Given this regulatory autonomy, general provisions of law do not apply to the churches. According to the Federal Constitutional Court the Work Constitution Act [the law governing industrial relations within a company (Betriebsverfassungsgesetz)] e.g., is not applicable to hospitals as employers. The Works Constitution Act contains in this respect a general provision (Sec. 118.1) that exempts from its application all enterprises that are of a directly or predominantly – among others – confessional nature. Another regulation (Sec. 118.2) exempts churches directly from its application.
According to Art. 140 Basic Law and Art. 137.3 Weimar Constitution the autonomy of the church is limited by the laws applicable to all. This provision on limitations has been interpreted by the Federal Constitutional Court narrowly.
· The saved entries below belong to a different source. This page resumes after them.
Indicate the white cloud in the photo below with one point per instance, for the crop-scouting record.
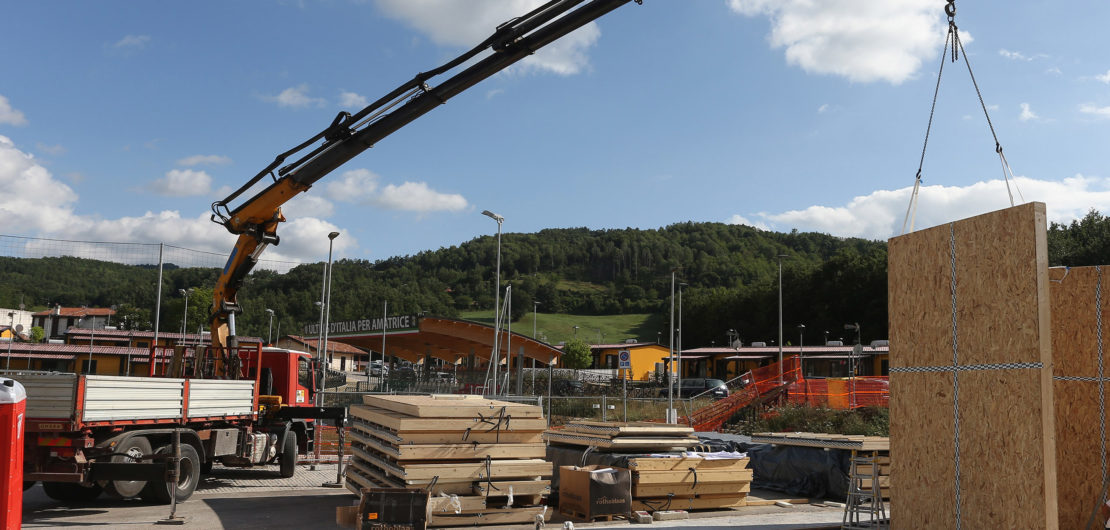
(1027, 113)
(132, 42)
(880, 213)
(863, 41)
(32, 200)
(308, 206)
(9, 115)
(36, 203)
(1017, 56)
(363, 187)
(182, 182)
(451, 22)
(204, 160)
(354, 186)
(295, 97)
(352, 100)
(417, 197)
(1095, 110)
(54, 150)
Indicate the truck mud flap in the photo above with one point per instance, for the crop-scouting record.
(127, 471)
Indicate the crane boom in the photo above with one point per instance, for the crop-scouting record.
(255, 220)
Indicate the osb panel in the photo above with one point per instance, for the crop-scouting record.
(1000, 273)
(919, 299)
(1001, 456)
(1008, 463)
(922, 463)
(1075, 326)
(1077, 446)
(1075, 352)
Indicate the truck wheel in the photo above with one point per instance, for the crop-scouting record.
(71, 491)
(289, 457)
(132, 450)
(159, 491)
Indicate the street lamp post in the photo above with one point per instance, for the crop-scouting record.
(670, 358)
(801, 341)
(780, 380)
(322, 342)
(496, 303)
(184, 316)
(535, 318)
(11, 329)
(679, 379)
(270, 336)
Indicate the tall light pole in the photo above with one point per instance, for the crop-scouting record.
(325, 312)
(801, 341)
(11, 329)
(184, 316)
(679, 379)
(672, 418)
(780, 379)
(328, 311)
(270, 336)
(496, 302)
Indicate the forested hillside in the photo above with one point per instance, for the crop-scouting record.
(730, 275)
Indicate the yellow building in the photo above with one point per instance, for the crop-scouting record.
(646, 358)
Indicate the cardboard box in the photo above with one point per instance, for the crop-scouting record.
(595, 490)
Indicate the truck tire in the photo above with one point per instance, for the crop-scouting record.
(132, 450)
(159, 491)
(71, 491)
(289, 457)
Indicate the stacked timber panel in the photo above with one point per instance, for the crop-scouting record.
(637, 436)
(481, 459)
(1080, 307)
(970, 353)
(688, 482)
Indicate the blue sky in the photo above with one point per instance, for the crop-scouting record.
(122, 121)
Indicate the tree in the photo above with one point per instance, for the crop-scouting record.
(576, 355)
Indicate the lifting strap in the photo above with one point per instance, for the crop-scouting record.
(957, 46)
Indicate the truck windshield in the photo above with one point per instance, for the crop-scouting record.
(302, 372)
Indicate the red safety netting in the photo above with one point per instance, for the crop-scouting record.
(752, 386)
(840, 392)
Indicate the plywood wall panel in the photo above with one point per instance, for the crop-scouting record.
(1078, 417)
(1001, 338)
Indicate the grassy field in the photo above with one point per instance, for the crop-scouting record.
(557, 328)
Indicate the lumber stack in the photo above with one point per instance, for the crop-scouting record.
(482, 460)
(637, 436)
(877, 447)
(689, 482)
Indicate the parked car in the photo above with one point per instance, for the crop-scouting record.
(692, 387)
(567, 387)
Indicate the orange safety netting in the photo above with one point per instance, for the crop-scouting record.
(841, 392)
(753, 386)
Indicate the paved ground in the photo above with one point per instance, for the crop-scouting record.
(256, 498)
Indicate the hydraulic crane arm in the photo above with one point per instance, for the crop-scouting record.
(255, 220)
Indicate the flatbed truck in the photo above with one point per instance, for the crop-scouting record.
(89, 435)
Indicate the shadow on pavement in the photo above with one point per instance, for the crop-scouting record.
(275, 512)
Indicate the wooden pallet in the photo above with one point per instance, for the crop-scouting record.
(594, 518)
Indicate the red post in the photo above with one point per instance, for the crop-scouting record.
(12, 409)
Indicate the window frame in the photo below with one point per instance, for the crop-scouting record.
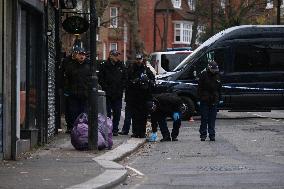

These laws are understood as such laws that have for the church the same meaning as for everybody else. Given the special mission of the churches e.g. the labour laws have not the same meaning for the churches [as] for anybody else. They are thus not able to limit the autonomy of the churches irrespective of this special status.
This special legal position is of considerable practical importance. The Federal Constitutional Court held that the Churches are free to choose the legal form by which they regulate their affairs. If they take advantage of private autonomy, they are in principle under the regiment of general labour law. The special position of the church has, however, to be considered in its application. For example, the church can expect that the employees abide by the special duties of loyalty as determined by the churches. In this determination they are, as indicated, free. It is dependent on the inner structure of the church who is the determining authority and who is not. In a hierarchical structure, it is the authority at the top.
The legal autonomy of the churches finds thus its limit in the laws applicable to all, e.g. the laws regulating the termination of contracts but interpreted in the light of the autonomy of the churches. There are e.g. in consequence special reasons for termination of employment contracts if special duties and obligations to loyalty are violated. Thus a doctor in a religious hospital can be dismissed if she leaves the church or marries a divorced man, if this contradicts the ethos of the church concerned.